I. Planteamiento: el riesgo o peligro en la tipificación de las infracciones administrativas en materia medioambiental

Es muy frecuente que el legislador incorpore el elemento de riesgo o peligro para el medio ambiente (también para las personas) a los tipos correspondientes a las infracciones en materia medioambiental relacionadas con el desarrollo de actividades sin la debida autorización, o en contra de lo establecido en la regulación aplicable.

El riesgo o peligro suele actuar como factor diferencial entre las infracciones de menor entidad, que consisten en el mero incumplimiento regulatorio, y las infracciones más severas, que, a ese incumplimiento, añaden el riesgo que la conducta del infractor entraña para determinados bienes jurídicamente protegidos.

A modo de ejemplo, sin ánimo de exhaustividad, podemos referirnos a las siguientes normas:

La Ley 7/2022, de 8 de abril, de Residuos y Suelos Contaminados para una Economía Circular: es infracción muy grave el ejercicio de una actividad sometida a la ley sin la preceptiva autorización o comunicación, o con ellas caducadas o suspendidas, y el incumplimiento de las obligaciones impuestas en las autorizaciones, siempre que haya supuesto peligro grave para la salud de las personas; la infracción es grave si no existe este peligro (cfr. artículo 108.2 a) y 3 a).
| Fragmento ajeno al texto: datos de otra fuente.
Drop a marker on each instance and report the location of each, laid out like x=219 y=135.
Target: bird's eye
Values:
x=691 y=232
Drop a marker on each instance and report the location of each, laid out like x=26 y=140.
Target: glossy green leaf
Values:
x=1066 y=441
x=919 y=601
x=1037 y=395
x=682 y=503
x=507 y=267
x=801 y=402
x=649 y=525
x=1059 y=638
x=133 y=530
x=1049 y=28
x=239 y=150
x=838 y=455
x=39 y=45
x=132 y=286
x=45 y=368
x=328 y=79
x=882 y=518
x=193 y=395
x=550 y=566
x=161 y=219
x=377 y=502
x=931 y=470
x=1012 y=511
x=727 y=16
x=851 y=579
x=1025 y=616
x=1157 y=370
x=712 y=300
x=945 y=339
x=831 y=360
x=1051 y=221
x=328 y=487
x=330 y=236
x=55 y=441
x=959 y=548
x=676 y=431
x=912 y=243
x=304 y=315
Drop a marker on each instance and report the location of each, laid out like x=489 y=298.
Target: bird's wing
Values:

La Ley 34/2007, de 15 de noviembre, de Calidad del Aire y Protección de la Atmósfera: la conducta consistente en incumplir el régimen de autorización y notificación para las actividades que son potencialmente contaminadoras de la atmósfera que haya generado o haya impedido evitar una contaminación atmosférica que haya puesto en peligro grave la seguridad o salud de las personas se tipifica como infracción muy grave; mientras que el mero incumplimiento de ese régimen está tipificado como infracción grave (cfr. artículo 30.2 a) y 3 a).

La Ley 22/1988, de 28 de julio, de Costas: se define como infracción grave la acción u omisión que implique un riesgo para la vida, salud o seguridad de las personas (cfr. artículo 90.2 h): esta tipificación es ciertamente peculiar, por su carácter tan abierto).

La Ley 42/2007, de 13 de diciembre, del Patrimonio Natural y de la Biodiversidad: se tipifica como infracción la conducta consistente en la realización de determinadas acciones con potencialidad para alterar los ecosistemas (como el derrame de residuos o la utilización de productos químicos) siempre que hubiera existido un “riesgo serio” de alteración de estas condiciones.

Es también el caso de la Ley 22/1973, de 21 de julio, de Minas: en el artículo 121 se tipifica como infracción grave el incumplimiento en materia de seguridad minera que suponga un riesgo para las personas o el medio ambiente (cfr. apartado 2, letra g), mientras que el mero incumplimiento es infracción leve (cfr. apartado 3); y la comisión de una infracción grave se cualifica como muy grave cuando ese mismo riesgo es muy grave (cfr. apartado 1).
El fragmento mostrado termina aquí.